Fix \(\Gamma\) a pair of growth spaces of rank 2 and \(\mathcal{E}\) an error space of rank 2. Consider \((\mu,f)\) a distributional estimation problem and \(P: {{\{ 0, 1 \}^*}}\xrightarrow{\Gamma} {\mathbb{Q}}\) with bounded range. \(P\) is called an \(\mathcal{E}(\Gamma)\)-optimal predictor for \((\mu,f)\) when for any \(Q: {{\{ 0, 1 \}^*}}\xrightarrow{\Gamma} {\mathbb{Q}}\) there is \(\varepsilon \in \mathcal{E}\) s.t.

\[\label{eqn:op} \operatorname{E}_{\mu^k \times U^{\operatorname{r}_P(k,j)}}[(P^{kj} - f)^2] \leq \operatorname{E}_{\mu^k \times U^{\operatorname{r}_Q(k,j)}}[(Q^{kj} - f)^2] + \varepsilon(k,j)\]

Distributional decision problems are the special case when the range of \(f\) is \({\{0,1\}}\).

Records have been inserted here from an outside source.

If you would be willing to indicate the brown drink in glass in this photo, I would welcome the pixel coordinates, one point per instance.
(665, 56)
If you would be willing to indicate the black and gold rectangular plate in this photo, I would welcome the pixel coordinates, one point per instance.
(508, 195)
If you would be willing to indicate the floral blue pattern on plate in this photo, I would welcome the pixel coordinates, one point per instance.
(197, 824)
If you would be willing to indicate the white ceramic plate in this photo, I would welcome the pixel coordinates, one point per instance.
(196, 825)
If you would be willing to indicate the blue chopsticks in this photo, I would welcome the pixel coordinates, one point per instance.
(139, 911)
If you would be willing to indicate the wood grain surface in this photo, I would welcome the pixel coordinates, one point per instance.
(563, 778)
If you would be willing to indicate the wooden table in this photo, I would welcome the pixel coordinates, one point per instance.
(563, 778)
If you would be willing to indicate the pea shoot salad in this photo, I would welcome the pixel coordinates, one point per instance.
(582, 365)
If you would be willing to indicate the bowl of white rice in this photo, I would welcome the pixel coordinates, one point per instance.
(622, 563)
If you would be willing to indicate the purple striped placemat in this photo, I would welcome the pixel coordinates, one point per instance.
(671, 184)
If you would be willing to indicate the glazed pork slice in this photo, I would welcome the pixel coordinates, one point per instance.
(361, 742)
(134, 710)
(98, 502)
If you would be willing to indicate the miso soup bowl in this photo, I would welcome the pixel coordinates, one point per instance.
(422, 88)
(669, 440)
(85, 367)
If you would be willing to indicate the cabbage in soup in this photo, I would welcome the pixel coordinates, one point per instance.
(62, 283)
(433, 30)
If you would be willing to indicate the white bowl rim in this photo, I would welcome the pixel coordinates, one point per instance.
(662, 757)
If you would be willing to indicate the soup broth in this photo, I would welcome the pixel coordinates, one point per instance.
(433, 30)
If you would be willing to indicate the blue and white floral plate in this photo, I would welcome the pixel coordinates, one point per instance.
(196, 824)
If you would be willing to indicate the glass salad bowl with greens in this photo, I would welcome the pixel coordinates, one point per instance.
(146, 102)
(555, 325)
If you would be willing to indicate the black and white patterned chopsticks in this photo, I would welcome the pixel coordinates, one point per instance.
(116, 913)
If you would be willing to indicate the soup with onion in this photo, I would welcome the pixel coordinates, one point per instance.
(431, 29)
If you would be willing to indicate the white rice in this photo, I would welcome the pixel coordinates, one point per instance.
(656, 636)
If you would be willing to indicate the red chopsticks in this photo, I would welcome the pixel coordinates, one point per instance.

In this special case, the outputs of an optimal predictors can be thought of as probabilities1.


  1. That said, \(P^{kj}(x,y)=1\) doesn’t imply \(f(x) = 1\) and \(P^{kj}(x,y)=0\) doesn’t imply \(f(x)=0\). We can try to fix this using a logarithmic error function instead of the squared norm, however this creates other difficulties and is outside the scope of the present work.